3. Vor diesem Hintergrund gilt es das Verhalten des Bf einzuordnen. Der Bf hat sich mit ausgestreckter Hand in den Weg von Passanten gestellt und diese um Geld an einem öffentlichen Ort angebettelt. Das Verhalten des in den Weg stellen mit ausgestreckter Hand, stellt sich nach Ansicht des erkennenden Gerichtes zwar nicht als eine aggressive Verhaltensweise dar, ist aber dem unaufgeforderten Begleiten iSd § 1a Abs. 1 Oö. PolStG gleichzuhalten und daher tatbildmäßig.

 

4. § 1a Abs. 1 Oö. PolStG stellt ein Ungehorsamsdelikt dar. Der Bf hat keine dem § 5 VStG entsprechende Glaubhaftmachung dargelegt und sind derartige Umstände auch nicht indiziert. Sohin ist die subjektive Tatseite als erfüllt anzusehen.

 

5. Mit seinem weiteren Vorbringen vermag der Bf auch keinen Rechtfertigungs- oder Entschuldigungsgrund aufzuzeigen. Insbesondere der implizit angesprochene wirtschaftliche Notstand – sei es in direkter oder indirekter Form – vermag den Bf weder zu rechtfertigen noch zu entschuldigen (s dazu grundlegend Kienapfel/Höpfel/Kert, Strafrecht Allgemeiner Teil14, Z 12 Rz 10, 29 und Z 20 Rz 12 mwN).

 

6. Betreffend die Strafbemessung gilt es festzuhalten, dass diese vom Bf in seiner Beschwerde nicht bekämpft wird (§ 27 VwGVG) und für das Landesverwaltungsgericht Oberösterreich auch keine Umstände ersichtlich sind von der Strafbemessung der belangten Behörde abzuweichen.

 

7. In diesem Sinn war dem Bf auch ein Beitrag zu den Kosten des Verfahrens vor dem LVwG in der Höhe von 20 % der verhängten Strafe aufzuerlegen (vgl. § 52 VwGVG).

 

IV.

 

Die ordentliche Revision ist für die belangte Behörde und die revisionsberechtigte Formalpartei unzulässig, da keine Rechtsfrage im Sinne des Art. 133 Abs. 4 B-VG zu beurteilen war, der grundsätzliche Bedeutung zukommt. Weder weicht die gegenständliche Entscheidung von der bisherigen Rechtsprechung des Verwaltungsgerichtshofes ab, noch fehlt es an einer Rechtsprechung. Weiters ist die dazu vorliegende Rechtsprechung des Verwaltungsgerichtshofes auch nicht als uneinheitlich zu beurteilen. Ebenfalls liegen keine sonstigen Hinweise auf eine grundsätzliche Bedeutung der zu lösenden Rechtsfrage vor.

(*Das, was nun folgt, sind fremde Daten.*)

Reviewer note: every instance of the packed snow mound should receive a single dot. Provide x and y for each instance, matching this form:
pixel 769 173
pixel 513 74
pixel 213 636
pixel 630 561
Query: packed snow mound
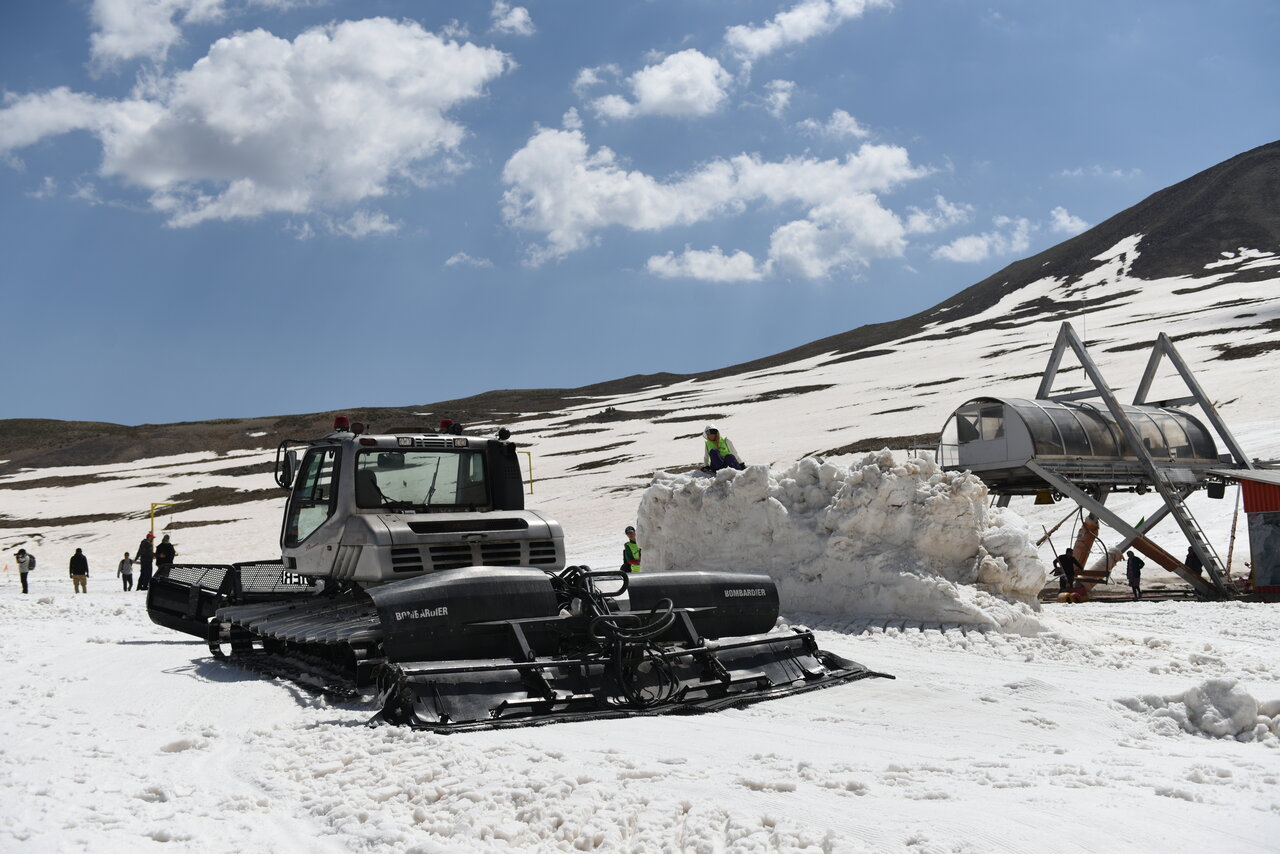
pixel 1217 708
pixel 878 539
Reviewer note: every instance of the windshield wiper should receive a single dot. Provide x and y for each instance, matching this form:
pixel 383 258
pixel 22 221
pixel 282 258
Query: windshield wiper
pixel 435 474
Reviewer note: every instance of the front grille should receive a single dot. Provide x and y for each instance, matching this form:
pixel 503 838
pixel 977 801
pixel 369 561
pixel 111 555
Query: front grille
pixel 501 553
pixel 406 560
pixel 452 556
pixel 542 552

R e c h t s m i t t e l b e l e h r u n g

Gegen dieses Erkenntnis besteht innerhalb von sechs Wochen ab dem Tag der Zustellung die Möglichkeit der Erhebung einer Beschwerde beim Verfassungsgerichtshof. Eine Beschwerde an den Verfassungsgerichtshof ist unmittelbar bei diesem einzubringen. Die Abfassung und die Einbringung einer Beschwerde müssen durch einen bevollmächtigten Rechtsanwalt bzw. eine bevollmächtigte Rechtsanwältin erfolgen. Für die Beschwerde ist eine Eingabegebühr von 240.- Euro zu entrichten.

Da für den vorliegenden Fall gemäß § 25a Abs. 4 VwGG eine Revision nur wegen Verletzung in subjektiven Rechten (Art. 133 Abs. 6 Z 1 B-VG) ausgeschlossen ist, steht der belangten Behörde / der revisionslegitimierten Formalpartei die außerordentliche Revision beim Verwaltungsgerichtshof offen, die beim Landesverwaltungsgericht Oberösterreich einzubringen ist.